La rappresentazione degli stati emotivi, reconditi e privati, fusi nella realtà oggettiva del mondo sono una costante all’interno dei cinque volumi fotografici dell’artista compiuti dal 2010 al 2016.
Nelle immagini utilizza un approccio simbolico alla dimensione intima attraverso ambienti all’interno dei quali si auto ritrae, ponendosi come protagonista al centro di scenari surreali.
Rispettando un’estetica calibrata, simile a quella di un dipinto e uno studio delle luci essenziale realizza un immagine adeguata alla sua sostanza progettuale.
La sua ricerca identitaria, svolta in un’ottica diretta, dà luogo a un dialogo tra dimensioni compenetranti, dove l’universo intimo trasforma le circostanze esteriori in interiori diventando tangibile.

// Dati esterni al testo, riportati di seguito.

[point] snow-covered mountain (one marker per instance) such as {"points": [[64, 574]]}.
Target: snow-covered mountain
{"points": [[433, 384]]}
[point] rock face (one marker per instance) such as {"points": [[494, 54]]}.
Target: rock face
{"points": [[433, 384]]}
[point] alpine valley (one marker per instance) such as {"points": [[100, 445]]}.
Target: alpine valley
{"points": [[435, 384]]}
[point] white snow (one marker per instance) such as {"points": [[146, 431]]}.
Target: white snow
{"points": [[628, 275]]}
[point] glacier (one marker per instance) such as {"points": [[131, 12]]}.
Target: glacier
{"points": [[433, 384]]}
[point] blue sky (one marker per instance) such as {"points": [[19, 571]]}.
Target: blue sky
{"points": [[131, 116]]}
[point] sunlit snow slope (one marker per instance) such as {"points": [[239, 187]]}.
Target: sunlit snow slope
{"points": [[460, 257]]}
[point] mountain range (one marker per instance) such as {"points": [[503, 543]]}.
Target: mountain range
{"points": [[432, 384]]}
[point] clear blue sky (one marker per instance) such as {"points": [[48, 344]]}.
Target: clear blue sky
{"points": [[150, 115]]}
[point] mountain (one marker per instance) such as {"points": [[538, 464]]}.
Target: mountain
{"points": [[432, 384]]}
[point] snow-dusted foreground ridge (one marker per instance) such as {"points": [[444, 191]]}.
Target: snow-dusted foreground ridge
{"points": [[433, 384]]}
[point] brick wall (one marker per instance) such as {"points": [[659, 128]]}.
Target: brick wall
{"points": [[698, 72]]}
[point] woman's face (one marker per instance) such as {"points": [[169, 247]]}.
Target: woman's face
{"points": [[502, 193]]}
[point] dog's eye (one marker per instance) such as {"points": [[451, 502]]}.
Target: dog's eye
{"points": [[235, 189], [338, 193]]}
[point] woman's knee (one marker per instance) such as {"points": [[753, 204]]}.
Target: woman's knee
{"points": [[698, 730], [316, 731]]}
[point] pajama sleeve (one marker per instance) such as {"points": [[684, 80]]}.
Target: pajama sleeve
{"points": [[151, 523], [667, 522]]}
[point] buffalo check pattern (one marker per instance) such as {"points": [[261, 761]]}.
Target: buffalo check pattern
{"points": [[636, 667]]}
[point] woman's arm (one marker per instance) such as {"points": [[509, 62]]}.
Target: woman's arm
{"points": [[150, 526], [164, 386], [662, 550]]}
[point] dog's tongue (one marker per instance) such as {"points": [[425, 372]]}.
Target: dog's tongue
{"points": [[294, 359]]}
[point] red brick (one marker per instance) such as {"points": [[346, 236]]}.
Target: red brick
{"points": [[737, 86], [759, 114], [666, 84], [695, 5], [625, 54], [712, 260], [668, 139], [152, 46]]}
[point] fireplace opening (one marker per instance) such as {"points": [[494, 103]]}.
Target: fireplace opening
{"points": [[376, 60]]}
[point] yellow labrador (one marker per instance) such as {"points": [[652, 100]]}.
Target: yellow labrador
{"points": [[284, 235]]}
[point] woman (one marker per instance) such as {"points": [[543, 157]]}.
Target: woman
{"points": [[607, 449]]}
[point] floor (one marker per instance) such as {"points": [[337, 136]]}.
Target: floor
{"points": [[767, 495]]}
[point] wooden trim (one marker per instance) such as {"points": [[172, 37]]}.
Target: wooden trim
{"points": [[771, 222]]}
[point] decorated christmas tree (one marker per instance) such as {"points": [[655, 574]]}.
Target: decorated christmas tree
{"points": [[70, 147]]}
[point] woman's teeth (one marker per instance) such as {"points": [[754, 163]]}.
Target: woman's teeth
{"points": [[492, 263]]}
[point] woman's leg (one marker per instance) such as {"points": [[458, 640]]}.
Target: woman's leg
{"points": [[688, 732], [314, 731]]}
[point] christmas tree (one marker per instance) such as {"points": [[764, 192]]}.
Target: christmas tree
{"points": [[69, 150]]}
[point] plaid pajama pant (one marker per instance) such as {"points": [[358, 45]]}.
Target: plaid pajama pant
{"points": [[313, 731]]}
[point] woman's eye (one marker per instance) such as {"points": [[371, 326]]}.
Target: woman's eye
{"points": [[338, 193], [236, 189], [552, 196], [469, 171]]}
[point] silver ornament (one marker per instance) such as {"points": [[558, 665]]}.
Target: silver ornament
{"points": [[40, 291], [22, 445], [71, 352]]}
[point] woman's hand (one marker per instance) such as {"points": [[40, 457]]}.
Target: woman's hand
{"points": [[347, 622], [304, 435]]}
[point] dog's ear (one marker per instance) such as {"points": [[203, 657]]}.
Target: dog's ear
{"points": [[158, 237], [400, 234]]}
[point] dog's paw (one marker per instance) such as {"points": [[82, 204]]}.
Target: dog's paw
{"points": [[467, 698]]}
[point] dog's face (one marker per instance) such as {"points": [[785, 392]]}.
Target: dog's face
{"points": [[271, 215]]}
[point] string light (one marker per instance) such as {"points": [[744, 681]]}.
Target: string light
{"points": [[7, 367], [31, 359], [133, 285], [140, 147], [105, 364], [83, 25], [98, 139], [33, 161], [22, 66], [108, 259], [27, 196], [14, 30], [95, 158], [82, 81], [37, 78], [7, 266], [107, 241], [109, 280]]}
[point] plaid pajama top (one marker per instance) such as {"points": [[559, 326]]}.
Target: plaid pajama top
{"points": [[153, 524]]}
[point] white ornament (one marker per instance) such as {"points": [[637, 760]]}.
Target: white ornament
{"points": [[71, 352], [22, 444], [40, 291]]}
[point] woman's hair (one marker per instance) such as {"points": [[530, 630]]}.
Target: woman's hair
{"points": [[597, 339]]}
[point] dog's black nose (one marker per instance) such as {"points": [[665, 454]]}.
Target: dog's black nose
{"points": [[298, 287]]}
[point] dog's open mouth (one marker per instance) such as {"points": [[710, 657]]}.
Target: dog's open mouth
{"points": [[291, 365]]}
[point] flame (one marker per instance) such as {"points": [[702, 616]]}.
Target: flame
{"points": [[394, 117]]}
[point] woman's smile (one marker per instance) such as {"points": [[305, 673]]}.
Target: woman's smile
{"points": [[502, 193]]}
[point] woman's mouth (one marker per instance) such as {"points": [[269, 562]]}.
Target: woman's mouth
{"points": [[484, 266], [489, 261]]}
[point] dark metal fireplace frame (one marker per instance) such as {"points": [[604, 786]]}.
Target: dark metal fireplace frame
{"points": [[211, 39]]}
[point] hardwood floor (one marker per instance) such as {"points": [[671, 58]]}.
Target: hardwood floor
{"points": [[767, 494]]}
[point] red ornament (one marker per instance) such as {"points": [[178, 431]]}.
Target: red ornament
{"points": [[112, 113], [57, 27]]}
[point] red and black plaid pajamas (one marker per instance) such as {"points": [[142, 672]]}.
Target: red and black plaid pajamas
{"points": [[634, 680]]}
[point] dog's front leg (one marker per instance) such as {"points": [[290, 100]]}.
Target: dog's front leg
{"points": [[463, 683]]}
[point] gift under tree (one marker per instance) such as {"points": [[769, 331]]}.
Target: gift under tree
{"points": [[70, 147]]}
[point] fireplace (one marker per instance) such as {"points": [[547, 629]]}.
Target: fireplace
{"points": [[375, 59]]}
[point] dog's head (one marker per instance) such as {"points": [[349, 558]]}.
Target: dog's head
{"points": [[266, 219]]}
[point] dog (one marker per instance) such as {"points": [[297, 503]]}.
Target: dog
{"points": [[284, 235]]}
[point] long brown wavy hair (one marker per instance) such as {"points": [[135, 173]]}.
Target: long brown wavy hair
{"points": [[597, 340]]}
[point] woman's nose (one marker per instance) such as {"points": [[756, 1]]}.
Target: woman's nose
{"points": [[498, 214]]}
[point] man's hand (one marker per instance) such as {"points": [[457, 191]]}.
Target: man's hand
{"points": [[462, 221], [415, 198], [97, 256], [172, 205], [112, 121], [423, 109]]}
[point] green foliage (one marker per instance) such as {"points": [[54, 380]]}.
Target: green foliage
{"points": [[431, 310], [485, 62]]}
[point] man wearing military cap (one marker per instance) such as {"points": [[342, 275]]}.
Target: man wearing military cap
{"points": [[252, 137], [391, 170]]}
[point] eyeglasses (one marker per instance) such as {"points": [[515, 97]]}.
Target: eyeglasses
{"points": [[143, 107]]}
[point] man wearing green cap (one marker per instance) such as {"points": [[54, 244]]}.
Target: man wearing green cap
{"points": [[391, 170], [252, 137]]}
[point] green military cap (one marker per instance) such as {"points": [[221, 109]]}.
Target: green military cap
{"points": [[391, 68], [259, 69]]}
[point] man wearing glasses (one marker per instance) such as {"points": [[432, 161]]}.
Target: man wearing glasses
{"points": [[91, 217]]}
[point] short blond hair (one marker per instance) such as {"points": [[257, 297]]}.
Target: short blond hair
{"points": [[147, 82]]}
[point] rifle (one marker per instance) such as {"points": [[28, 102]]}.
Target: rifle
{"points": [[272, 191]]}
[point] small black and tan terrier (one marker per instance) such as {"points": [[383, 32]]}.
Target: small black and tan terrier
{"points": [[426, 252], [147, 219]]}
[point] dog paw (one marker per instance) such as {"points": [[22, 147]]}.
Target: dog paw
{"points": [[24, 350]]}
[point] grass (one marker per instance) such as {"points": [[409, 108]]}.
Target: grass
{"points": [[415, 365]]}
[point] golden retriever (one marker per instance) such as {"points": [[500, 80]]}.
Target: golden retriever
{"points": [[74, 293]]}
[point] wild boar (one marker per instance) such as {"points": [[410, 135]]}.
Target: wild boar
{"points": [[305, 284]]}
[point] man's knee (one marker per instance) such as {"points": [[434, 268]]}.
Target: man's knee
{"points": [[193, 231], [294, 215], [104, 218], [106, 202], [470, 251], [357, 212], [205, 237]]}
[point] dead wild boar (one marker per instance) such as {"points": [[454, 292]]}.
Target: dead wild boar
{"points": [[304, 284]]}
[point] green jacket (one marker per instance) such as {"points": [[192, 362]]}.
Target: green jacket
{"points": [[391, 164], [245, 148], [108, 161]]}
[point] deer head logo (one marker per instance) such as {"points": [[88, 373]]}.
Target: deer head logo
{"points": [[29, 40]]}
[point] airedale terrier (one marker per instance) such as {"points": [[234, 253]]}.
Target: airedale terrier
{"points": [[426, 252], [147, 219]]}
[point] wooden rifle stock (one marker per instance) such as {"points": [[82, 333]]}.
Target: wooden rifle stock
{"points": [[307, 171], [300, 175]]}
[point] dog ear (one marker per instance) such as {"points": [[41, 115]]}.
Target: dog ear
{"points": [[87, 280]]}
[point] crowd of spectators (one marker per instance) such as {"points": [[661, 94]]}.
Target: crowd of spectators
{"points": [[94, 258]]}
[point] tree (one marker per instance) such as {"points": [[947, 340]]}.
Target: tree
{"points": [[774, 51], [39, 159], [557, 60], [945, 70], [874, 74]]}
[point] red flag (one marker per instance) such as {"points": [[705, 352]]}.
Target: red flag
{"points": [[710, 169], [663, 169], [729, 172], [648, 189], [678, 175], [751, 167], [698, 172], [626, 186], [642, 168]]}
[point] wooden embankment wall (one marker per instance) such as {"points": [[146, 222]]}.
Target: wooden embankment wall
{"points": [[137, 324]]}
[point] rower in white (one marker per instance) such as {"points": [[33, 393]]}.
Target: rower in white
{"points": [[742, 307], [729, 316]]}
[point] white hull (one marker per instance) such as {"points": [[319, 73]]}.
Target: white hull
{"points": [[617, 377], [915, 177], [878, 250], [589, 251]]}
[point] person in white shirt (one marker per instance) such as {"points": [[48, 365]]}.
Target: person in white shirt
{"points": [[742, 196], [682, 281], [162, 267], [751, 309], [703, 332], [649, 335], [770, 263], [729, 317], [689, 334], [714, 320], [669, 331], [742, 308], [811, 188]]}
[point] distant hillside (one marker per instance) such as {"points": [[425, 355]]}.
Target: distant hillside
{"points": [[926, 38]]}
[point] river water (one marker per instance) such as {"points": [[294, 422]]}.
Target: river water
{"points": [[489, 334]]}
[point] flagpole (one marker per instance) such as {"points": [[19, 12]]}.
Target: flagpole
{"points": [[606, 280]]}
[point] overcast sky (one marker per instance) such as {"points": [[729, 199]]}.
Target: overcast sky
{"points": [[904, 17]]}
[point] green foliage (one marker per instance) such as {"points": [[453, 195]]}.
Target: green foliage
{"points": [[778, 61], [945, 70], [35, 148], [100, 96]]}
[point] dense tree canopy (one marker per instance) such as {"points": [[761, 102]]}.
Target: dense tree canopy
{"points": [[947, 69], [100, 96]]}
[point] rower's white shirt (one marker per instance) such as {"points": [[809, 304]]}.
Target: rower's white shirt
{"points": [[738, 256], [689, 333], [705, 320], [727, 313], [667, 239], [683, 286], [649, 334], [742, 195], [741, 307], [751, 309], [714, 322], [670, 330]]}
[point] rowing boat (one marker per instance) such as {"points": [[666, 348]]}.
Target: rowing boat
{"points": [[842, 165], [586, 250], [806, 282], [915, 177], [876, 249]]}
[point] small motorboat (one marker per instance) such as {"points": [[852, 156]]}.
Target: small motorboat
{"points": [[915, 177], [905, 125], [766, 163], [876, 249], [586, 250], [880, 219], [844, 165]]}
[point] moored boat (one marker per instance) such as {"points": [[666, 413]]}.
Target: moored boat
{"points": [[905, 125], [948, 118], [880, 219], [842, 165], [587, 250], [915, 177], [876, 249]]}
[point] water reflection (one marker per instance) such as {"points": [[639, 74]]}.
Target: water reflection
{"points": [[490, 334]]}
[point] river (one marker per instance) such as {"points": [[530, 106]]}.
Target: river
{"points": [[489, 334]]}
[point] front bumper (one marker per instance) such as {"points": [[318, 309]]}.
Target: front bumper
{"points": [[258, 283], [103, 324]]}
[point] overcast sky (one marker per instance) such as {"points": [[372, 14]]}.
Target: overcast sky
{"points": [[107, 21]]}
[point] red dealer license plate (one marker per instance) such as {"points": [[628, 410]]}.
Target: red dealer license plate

Con uno stile pulito e indiretto, il corpo spesso ripreso ad una certa distanza e di spalle si pone, grazie a questa ridondanza, come oggetto di rappresentazione ed elemento marginale.
L’artista non rivela mai la sua identità esiliandosi e confondendosi nelle ‘isole’ della sua storia con la naturalezza di un’Eva estranea al mondo e mostrandosi in un nudo delicato, scultoreo.
In alcuni progetti l’ accostamento del corpo femminile agli ambienti evoca il legame che unisce bellezza e decadimento e attraverso la postura del nudo si serve di un’analogia sottile con la scultura classica, ispirata all’idealizzazione del corpo e ad archetipi positivi che in questo caso però non si manifestano.
Il nudo viene così sradicato dal suo concetto ‘divino’ per ambientarsi in una scenografia che rappresenta la sua stessa decadenza interiore.
Si confronta costantemente con la realtà, intima ed oggettiva percependo entrambe le dimensioni conflittuali e disincantate; negando spesso la capacità di percepire la realtà attraverso i sensi e l’emotività che si contrappone alla tangibile ‘presenza’ della propria fisicità.
Emerge così un continuo rimando tra gli opposti, attraverso riferimenti iconografici e mediante la sospensione delle spazio e del tempo.
Le sue fotografie si animano in silenzi evocati da una riflessione, esercitata come presa di coscienza, attraverso uno sguardo limpido posato su una dimensione fragile, inquieta e vulnerabile raccontata sottovoce ed esplorata con delicatezza.
Olimpia Olivero nasce a Torino nel 1986, dopo il diploma in lingue straniere si iscrive all’Università di Lettere e Filosofia che successivamente abbandona per dedicarsi alla fotografia.
Già nell’adolescenza utilizza l’immagine come registro della sua vita privata attraverso una visione amatoriale che la porterà a sentirsi a proprio agio con il mezzo fotografico decidendo di frequentare l’Istituto Europeo di Design e diplomandosi nel 2009 con la tesi sul carcere minorile Ferrante Apporti osservato da un punto di vista emotivo e simbolico.
Dopo gli studi il suo impegno verso la fotografia si intensifica con lo scopo di sviluppare uno stile ed una poetica personale.